Sunday, September 24, 2006

Is it too hard to figure out what incentives change doctors' habits?

The answer is probably yes. The authors of the book Freakonomics wrote a NY Times Magazine piece on how L.A.'s Cedars-Sinai Medical Center got its doctors -- who had the worst rate among hospital staff of cleaning their hands before attending to patients -- to change their ways.

The concept that doctors washing their hands regularly would saves patients' lives was established in 1847 when Dr. Semmelweis found:

The mortality rate in the doctors’ clinic was nearly triple the rate in the midwives’ clinic. Why the huge discrepancy? The doctors, it turned out, often came to deliveries straight from the autopsy ward, promptly infecting mother and child with whatever germs their most recent cadaver happened to carry.
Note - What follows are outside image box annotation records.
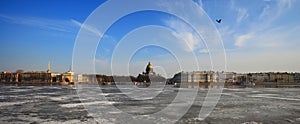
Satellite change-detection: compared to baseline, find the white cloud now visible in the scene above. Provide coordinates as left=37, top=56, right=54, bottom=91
left=71, top=19, right=103, bottom=37
left=199, top=49, right=209, bottom=53
left=236, top=8, right=249, bottom=24
left=0, top=14, right=74, bottom=32
left=165, top=19, right=202, bottom=52
left=234, top=34, right=253, bottom=47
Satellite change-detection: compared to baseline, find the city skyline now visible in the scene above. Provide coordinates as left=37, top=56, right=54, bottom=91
left=0, top=0, right=300, bottom=77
Once Semmelweis had these doctors wash their hands with an antiseptic solution, the mortality rate plummeted.

But still today, the Semmelweis Rule is hard to enforce. Why? "[f]or starters, doctors are very busy. And a sink isn’t always handy... [and] even with Purell dispensers mounted on a wall, ... doctors didn’t always use them." In addition there are psychological reasons: there's "a perception deficit" (in an Australian study, "doctors self-reported their hand-washing rate at 73 percent, whereas when these same doctors were observed, their actual rate was a paltry 9 percent") and there's “[t]he ego [that] can kick in after you have been in practice a while."
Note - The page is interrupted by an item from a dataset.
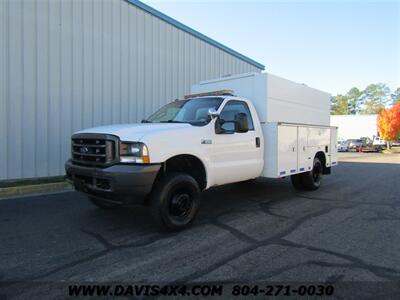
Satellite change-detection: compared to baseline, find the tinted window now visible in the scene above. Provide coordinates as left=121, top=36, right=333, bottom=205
left=220, top=100, right=254, bottom=130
According to the writers, the incentives "were not quite aligned with the hospital’s."

At first the hospital team assigned to the task sent emails and faxes, and put posters up. But none of it worked. So the team moved onto rewarding those docs who complied with the Semmelweis rule.

They started a Hand Hygiene Safety Posse that roamed the wards and let it be known that this posse preferred using carrots to sticks: rather than searching for doctors who weren’t compliant, they’d try to “catch” a doctor who was washing up, giving him a $10 Starbucks card as reward. You might think that the highest earners in a hospital wouldn’t much care about a $10 incentive — “but none of them turned down the card,” Silka says.
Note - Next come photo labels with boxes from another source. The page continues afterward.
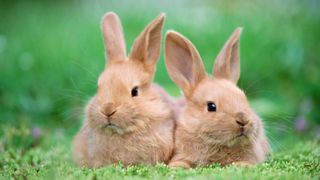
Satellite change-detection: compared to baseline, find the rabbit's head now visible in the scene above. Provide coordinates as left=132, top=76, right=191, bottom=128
left=165, top=28, right=261, bottom=146
left=88, top=12, right=165, bottom=134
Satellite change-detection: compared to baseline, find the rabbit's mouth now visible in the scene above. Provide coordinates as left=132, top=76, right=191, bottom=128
left=104, top=121, right=124, bottom=135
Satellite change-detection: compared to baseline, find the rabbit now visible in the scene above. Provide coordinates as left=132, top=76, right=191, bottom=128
left=73, top=12, right=175, bottom=168
left=165, top=28, right=269, bottom=168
When the nurse spies reported back the latest data, it was clear that the hospital’s efforts were working — but not nearly enough. Compliance had risen to about 80 percent from 65 percent, but the Joint Commission required 90 percent compliance.

Eventually, the entire staff was compliant! But how? Well, one day "after [a group of doctors] finished their lunch, Murthy [the hospital epidemiologist] handed each of them an agar plate — a sterile petri dish loaded with a spongy layer of agar. 'I would love to culture your hand,' she told them."

They pressed their palms into the plates, and Murthy sent them to the lab to be cultured and photographed. The resulting images... “were disgusting and striking, with gobs of colonies of bacteria.”

The administration then decided to harness the power of such a disgusting image. One photograph was made into a screen saver that haunted every computer in Cedars-Sinai. Whatever reasons the doctors may have had for not complying in the past, they vanished in the face of such vivid evidence. “With people who have been in practice 25 or 30 or 40 years, it’s hard to change their behavior,” Leon Bender says. “But when you present them with good data, they change their behavior very rapidly.” Some forms of data, of course, are more compelling than others, and in this case an image was worth 1,000 statistical tables. Hand-hygiene compliance shot up to nearly 100 percent and, according to the hospital, it has pretty much remained there ever since.

The writers state this tale demonstrates how playing around with and using the right incentives can effectively change old habits. But "it also highlights how much effort can be required to solve a simple problem — and, in this case, the problem is but one of many."

Playing around with incentives, then, may be too much work. And technology could possibly help making it easier not so much to change people's mind and habits but to circumvent them. Which is why the writers conlude their piece by mentioning that Craig Feied, a "physician and technologist who is designing a federally financed 'hospital of the future,' is working with a technology company that infuses hospital equipment with silver ion particles, which serve as an antimicrobial shield."

You can teach an old doc new tricks, but it requires a lot of time and effort and a new way of looking at things called incentives.